Dr Miller: CancerLinQ will continue to grow and develop in several ways in the coming years. We continue to onboard our signed practices and get them started on the basic quality improvement platform. We are looking to grow our overall base in the US and eventually internationally. As aforementioned, we are looking to deliver several specific tools related to clinical quality measures that can be used for Federal compliance reporting in the MIPS program and for ASCO’s QOPI Certification. Additionally, we intend on developing reports, dashboards, and other tools for improved user tracking of patients and real-time quality performance tracking. We are looking to develop a type of “app store” model where third-party developers can create specialized software applications that can run within the basic CancerLinQ platform. We will continue to deliver aggregated, de-identified “real-world evidence” datasets through our licensees Tempus and Concerto HealthAI for industry and life-sciences customers, as well as internally through ASCO for academic and community researchers who wish to use the CancerLinQ big data to answer specific queries.
The job of improving the basic CancerLinQ data quality never ends, and it is the joint responsibility of the CancerLinQ staff, our collaborators, and the participating practices.
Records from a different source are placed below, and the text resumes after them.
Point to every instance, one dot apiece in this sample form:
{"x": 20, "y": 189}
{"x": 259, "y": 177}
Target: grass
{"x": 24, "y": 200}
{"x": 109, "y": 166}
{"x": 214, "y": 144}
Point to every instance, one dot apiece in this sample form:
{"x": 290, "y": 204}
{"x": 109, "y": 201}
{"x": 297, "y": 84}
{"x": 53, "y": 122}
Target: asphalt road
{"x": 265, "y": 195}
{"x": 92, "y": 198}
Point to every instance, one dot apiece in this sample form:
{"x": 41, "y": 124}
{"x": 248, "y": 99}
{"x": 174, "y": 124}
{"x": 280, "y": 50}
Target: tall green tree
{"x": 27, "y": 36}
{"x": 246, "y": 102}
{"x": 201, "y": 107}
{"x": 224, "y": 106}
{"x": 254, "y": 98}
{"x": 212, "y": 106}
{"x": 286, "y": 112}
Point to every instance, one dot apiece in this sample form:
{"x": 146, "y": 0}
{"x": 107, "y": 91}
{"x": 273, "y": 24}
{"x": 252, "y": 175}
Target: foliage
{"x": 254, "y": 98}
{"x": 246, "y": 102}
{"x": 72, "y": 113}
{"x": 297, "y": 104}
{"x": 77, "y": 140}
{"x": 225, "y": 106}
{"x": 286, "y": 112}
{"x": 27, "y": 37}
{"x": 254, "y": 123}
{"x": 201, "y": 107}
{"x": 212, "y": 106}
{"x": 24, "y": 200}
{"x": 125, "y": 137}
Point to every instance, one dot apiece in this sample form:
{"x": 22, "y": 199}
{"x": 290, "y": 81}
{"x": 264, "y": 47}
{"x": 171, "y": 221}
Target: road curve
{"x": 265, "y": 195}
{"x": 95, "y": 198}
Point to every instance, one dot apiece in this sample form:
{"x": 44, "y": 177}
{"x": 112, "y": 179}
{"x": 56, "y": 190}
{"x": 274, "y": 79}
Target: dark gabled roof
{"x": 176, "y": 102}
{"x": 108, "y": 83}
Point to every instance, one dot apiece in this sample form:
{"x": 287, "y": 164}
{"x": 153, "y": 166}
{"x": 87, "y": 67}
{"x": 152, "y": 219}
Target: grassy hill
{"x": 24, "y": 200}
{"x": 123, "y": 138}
As noted, we will be working to develop a standard set of data elements to improve data capture from the EHR. We will be bringing in additional data sources such as tumor registry data and third-party obituary data to better characterize vital status. In addition, we are considering a number of potential solutions to bring in molecular data, especially somatic tumor genomics, that can be linked with phenotypic data to capture key precision medicine endpoints.
What is the outlook of CancerLinQ toward its collaborators and participating practices?
Dr Miller: CancerLinQ is rapidly evolving into the largest and most robust source of real-world evidence ever assembled in oncology for comparative effectiveness research and discovery. We expect that the data set will deliver multiple key insights into the many important clinical questions facing oncologists and patients today, and we look forward to presentations and publications with our many collaborators.
However, our first commitment remains to the practices that contribute data into the system. We have been gratified by the tremendous response of the oncology community, and honored by the trust of the nearly 100 institutions around the US that have agreed to be part of our network. To them, we look to continue to deliver real-time quality assessment and practice tools while optimizing the power of big data analytics as we build the rapid-learning health system in oncology.